É uma grande contradição. A informação é instantânea, mas não há rosto, cor ou nome que dimensionem a extensão dos conflitos. Os talebans, que controlam o Afeganistão, mostram a destruição causada pelo bombardeio a jornalistas escolhidos. E os dois lados cantam a supremacia pelo número de baixas do inimigo.

E mesmo um componente novo, como a guerra biológica com o uso do antraz(x), faz da guerra uma ameaça surda, onde um simples envelope carrega o medo. “O terror lida com a fragilidade inerente à espécie. O Antraz não é contagioso, mas o medo sim”, compara Delmo Moreira. E, nesse sentido, expõe uma verdade dura de aceitar, mas real. Ao espalhar o pânico, o terror conquistou sua vitória.
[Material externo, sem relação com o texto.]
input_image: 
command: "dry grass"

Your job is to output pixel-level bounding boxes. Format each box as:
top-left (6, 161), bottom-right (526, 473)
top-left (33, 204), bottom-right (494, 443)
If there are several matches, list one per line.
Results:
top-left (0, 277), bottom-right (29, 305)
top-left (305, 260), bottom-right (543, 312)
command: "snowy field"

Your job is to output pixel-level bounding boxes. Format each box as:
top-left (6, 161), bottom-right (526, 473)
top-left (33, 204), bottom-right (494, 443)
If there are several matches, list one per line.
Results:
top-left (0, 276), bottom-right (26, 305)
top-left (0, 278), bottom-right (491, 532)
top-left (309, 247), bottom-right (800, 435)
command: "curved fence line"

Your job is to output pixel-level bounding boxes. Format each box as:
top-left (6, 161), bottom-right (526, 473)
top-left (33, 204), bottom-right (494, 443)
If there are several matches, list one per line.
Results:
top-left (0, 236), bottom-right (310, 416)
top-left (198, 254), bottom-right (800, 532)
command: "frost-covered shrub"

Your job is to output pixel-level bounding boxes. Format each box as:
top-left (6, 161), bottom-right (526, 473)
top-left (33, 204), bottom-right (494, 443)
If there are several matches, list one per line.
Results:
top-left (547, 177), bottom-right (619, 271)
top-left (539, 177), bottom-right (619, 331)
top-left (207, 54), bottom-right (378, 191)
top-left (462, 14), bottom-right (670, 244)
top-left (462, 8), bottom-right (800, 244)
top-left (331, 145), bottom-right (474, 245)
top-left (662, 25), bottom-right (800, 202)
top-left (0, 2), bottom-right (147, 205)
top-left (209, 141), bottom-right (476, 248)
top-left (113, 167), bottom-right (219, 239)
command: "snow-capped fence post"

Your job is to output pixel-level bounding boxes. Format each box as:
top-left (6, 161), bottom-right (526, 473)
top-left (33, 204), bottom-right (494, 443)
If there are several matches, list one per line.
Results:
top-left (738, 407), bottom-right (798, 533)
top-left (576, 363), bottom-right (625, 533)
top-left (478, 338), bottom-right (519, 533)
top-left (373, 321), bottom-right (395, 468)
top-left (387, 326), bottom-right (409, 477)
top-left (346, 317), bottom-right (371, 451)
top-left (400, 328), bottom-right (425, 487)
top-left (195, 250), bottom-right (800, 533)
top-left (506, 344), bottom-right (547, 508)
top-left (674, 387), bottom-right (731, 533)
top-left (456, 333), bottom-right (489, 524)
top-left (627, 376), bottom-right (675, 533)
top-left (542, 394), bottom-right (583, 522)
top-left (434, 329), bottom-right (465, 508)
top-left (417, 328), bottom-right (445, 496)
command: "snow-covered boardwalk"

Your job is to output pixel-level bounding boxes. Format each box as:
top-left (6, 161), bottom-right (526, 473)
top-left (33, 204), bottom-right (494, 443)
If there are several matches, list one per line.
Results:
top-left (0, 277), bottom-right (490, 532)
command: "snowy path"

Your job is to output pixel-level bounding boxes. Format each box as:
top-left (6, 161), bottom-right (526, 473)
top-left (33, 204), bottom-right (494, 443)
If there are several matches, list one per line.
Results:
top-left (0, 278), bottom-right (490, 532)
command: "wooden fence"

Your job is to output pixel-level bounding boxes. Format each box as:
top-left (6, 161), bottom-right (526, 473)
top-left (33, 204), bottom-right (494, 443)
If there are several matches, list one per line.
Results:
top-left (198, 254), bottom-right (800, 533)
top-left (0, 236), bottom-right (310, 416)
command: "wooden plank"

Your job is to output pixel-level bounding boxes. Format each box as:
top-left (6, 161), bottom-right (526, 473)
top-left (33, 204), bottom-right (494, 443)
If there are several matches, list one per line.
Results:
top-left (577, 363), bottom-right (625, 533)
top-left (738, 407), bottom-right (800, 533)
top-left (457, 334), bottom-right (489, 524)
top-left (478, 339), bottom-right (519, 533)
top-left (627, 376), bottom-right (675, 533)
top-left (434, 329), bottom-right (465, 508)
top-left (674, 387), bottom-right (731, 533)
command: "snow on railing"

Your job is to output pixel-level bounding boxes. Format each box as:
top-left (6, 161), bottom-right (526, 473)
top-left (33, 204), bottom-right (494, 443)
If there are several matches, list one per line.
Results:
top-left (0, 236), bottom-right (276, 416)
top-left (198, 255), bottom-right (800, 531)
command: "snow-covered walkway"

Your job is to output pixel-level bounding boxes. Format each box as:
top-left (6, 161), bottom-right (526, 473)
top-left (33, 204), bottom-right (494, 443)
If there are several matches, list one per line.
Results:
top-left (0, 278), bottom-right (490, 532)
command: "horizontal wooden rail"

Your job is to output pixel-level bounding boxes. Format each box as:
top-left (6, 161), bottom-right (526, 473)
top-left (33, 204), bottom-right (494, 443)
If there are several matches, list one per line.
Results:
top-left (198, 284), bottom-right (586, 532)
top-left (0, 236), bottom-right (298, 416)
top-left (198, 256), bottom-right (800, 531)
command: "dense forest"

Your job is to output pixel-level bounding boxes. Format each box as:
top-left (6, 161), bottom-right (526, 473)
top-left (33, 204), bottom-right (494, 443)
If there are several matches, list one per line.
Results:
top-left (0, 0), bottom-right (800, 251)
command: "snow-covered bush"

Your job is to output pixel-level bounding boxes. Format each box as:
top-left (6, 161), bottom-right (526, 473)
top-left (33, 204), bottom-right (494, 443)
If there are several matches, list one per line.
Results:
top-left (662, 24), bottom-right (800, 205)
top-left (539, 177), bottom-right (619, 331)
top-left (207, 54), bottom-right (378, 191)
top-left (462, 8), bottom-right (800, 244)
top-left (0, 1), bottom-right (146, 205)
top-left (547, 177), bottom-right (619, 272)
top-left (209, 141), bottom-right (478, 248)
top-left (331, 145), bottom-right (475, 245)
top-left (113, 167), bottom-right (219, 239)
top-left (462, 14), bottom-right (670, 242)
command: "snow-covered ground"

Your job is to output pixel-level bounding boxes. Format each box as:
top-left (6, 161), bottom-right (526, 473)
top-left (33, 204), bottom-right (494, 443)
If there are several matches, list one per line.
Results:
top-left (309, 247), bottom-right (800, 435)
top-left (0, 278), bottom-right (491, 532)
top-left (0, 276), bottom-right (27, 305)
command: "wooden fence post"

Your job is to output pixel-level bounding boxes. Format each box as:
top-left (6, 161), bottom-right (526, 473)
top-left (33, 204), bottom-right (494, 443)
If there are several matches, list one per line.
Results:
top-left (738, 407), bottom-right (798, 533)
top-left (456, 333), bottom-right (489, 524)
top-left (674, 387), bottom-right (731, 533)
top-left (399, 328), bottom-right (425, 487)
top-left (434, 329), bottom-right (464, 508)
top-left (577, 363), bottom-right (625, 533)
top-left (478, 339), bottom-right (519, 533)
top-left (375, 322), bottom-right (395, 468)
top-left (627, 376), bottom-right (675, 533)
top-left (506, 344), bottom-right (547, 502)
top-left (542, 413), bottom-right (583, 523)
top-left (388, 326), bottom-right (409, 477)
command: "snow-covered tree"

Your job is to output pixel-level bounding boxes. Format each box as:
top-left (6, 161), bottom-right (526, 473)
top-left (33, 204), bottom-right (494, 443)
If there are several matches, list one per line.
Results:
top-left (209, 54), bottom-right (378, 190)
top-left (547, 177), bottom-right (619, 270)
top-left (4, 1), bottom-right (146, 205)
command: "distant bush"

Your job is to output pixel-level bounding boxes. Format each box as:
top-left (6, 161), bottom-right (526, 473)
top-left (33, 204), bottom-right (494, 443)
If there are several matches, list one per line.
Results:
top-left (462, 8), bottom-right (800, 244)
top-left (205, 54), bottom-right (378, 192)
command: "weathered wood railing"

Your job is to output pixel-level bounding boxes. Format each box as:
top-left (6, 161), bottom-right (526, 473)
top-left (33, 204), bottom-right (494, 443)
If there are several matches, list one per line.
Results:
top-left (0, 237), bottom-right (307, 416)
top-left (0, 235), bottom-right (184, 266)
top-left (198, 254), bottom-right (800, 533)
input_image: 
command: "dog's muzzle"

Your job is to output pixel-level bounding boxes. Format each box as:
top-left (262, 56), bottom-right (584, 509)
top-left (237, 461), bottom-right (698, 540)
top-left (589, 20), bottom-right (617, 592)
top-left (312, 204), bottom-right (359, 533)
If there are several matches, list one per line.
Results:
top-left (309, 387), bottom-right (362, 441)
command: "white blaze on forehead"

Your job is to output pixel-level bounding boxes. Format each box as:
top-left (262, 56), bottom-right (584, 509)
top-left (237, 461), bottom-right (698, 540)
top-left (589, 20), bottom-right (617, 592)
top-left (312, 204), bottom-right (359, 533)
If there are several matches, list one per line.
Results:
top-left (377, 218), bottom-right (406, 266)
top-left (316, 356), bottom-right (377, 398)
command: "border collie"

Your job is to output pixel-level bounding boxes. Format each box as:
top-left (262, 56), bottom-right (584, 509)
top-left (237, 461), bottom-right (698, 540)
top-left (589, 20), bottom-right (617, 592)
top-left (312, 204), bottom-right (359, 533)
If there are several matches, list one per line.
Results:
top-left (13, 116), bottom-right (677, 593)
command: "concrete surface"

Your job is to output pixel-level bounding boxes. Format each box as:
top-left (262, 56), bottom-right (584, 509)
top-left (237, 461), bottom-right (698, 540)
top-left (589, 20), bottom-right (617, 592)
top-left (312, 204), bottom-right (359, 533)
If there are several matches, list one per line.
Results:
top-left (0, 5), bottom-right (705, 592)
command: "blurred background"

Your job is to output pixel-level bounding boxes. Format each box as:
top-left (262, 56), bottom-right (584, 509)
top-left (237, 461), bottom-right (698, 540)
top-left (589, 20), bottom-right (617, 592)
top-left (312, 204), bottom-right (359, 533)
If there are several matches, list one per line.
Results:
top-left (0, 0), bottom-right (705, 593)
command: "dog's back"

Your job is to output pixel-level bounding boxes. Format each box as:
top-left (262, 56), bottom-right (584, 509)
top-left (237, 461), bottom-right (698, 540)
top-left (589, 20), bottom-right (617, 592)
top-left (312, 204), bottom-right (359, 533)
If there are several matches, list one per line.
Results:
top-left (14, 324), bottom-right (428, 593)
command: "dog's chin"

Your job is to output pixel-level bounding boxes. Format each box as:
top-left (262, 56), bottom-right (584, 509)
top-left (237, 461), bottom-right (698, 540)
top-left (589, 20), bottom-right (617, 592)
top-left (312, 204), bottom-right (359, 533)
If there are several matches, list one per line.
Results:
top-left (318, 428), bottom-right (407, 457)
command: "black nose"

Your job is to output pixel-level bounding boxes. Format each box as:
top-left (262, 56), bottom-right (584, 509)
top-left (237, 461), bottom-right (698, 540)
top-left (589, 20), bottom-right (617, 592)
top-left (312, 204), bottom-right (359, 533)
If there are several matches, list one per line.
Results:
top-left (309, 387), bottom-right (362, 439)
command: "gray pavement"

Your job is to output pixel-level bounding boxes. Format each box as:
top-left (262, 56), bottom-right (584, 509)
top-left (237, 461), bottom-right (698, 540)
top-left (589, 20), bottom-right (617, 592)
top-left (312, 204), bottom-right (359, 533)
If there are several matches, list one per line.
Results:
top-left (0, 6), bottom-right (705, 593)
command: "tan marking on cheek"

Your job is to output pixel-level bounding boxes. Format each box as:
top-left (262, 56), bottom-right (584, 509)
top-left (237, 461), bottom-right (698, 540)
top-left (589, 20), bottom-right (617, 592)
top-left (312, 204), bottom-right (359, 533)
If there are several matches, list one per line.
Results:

A guerra, entretanto, promete ser longa e se expandir em outras geografias e de formas até agora inimagináveis. Se o inimigo é o terror, não é a luta contra um estado ou um território. Toda informação terá de lidar com o inusitado. É a primeira grande guerra do novo milênio e seus símbolos: a globalização, a internet, o planeta aproximado por tantas diferenças. Uma potência superdesenvolvida em tecnologia de informação e de guerra e um país medieval mergulhado na miséria. E uma grande nuvem de irracionalidade com bombas e bactérias onde ninguém sabe qual será o próximo alvo.

Razão versus maniqueísmo

Foi pela Internet, a grande rede de informação planetária, que circularam textos de escritores contemporâneos recusando a manipulação maniqueísta de que se tratava de uma guerra da luta do bem contra o mal. Um longo texto de um norte-americano, o escritor Gore Vidal, chamou a atenção pela contundência com que toca na ferida da empáfia americana, sua mistura de paranóia e arrogância, seus mananciais de soberba. No artigo “Algo de novo na Terça-feira Negra”, Vidal vai direto na ferida:

“(….) o fato é que não temos o hábito de analisar por que qualquer coisa acontece, a não ser que seja para atribuir a outros a culpa por nossos erros. Num mundo em que o demônio está constantemente à espreita, andando para cima e para baixo e nos atormentando por sermos tão bondosos, nossa imprensa quer que acreditemos que Bin Laden é simplesmente mais uma manifestação do mal puro e simples, de modo que somos obrigados a invocar a cláusula cinco da Otan e detonar todos os diabos que lhe derem abrigo, para ensinar a eles a lição que nós mesmos jamais aprendemos: que na história, assim como na física, não existe ação sem reação”.

Galeano se recusa a aceitar a divisão do mundo proposta por Bush

Foto: René Cabrales

Galeano se recusa a aceitar a
divisão do mundo proposta por Bush

Foto: René Cabrales

O português José Saramago, prêmio Nobel de literatura, preferiu criticar o fatalismo de ambos os lados e atribui às religiões, sem distinção, a raíz de toda intolerância. Saramago denomina de “fator Deus” algo “terrivelmente igual em todos os seres humanos onde quer que estejam e seja qual for a religião que professem, esse que tem intoxicado o pensamento e aberto as portas às intolerâncias mais sórdidas, essa que não respeita senão aquilo em que manda crer, essa que depois de ter feito da besta um homem acabou por fazer do homem uma besta”.

O escritor uruguaio Eduardo Galeano se recusa a aceitar a divisão do mundo proposta pelo presidente George W. Bush. “A situação internacional é muito mais complexa do que pretende a definição primária de Bush, por mais que muitos de seus compatriotas decidam elevá-lo ao pedestal de estadista. E desde já, qualquer cidadão sensato de Washington, Aranjuez, Rawalpindi, Catamarca, Valparaíso, Cidade do Cabo, Cochabamba, Paysandú, Guatemala, Lahore, São Paulo, ou a mais remota aldeia do planeta, tem direito de não se sentir parte de nenhum dos dois lados em que Bush pretende dividir o mundo”.